Protein — a molecule produced inside a cell by reading the instructions in a gene. Proteins carry out most of the cell's functions.

mRNA (messenger RNA) — the intermediate molecule that carries a gene's instructions from the DNA to the protein-making machinery, produced during transcription. When we say a protein is "expressed", we mean the cell is actively making mRNA and translating it into protein.

Transcription repressor — a protein that binds to a gene and reduces (represses) how much mRNA is produced from it.

Fluorescence — some proteins can be engineered to emit light of a specific colour when illuminated. This lets us track them in a living cell using a microscope.

Fluorescence arbitrary units (A.U.) — the raw intensity value recorded by the microscope camera. It is proportional to protein concentration but has no physical unit until calibrated.

Cytoplasm — the interior of a cell, excluding the nucleus.

Nucleus — the compartment inside the cell that contains DNA. The red fluorescent protein in this experiment is observed here.

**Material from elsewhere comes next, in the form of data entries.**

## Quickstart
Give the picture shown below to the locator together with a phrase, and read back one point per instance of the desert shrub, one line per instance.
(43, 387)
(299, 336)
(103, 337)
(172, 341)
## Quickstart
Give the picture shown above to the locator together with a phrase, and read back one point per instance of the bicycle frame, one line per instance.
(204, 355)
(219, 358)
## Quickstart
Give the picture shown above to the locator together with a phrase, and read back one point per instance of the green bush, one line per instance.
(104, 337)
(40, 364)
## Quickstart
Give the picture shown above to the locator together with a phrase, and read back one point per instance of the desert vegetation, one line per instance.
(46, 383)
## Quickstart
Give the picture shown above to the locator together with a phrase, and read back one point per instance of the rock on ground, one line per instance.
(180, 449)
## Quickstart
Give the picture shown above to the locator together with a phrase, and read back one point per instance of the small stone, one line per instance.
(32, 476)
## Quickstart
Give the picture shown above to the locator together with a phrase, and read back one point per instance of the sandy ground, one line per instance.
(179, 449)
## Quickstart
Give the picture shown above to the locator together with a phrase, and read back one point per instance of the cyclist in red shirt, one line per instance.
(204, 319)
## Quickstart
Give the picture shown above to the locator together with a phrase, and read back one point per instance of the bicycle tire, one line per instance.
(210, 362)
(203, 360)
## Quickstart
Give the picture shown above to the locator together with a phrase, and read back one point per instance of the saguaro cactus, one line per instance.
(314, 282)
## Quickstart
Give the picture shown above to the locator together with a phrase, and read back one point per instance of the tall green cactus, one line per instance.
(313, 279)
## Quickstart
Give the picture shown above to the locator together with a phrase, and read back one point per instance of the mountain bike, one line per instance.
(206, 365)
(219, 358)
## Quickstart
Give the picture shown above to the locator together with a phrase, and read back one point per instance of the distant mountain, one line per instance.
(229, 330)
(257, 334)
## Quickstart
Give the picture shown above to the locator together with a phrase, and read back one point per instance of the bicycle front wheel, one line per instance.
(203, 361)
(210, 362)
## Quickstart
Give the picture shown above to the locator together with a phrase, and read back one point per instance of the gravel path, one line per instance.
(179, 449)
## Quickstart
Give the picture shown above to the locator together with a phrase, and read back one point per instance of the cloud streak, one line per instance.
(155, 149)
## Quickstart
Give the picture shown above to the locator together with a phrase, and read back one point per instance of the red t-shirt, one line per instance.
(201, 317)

Phase contrast — a microscopy technique that makes transparent cell structures visible without any dye, by exploiting differences in how light bends through different parts of the cell.

Ordinary differential equation (ODE) — an equation that describes how a quantity changes over time as a function of its current value.

Hill coefficient (n) — a parameter in the repressilator model that describes how sharply a repressor switches between "off" and "on". Higher values mean more switch-like behaviour.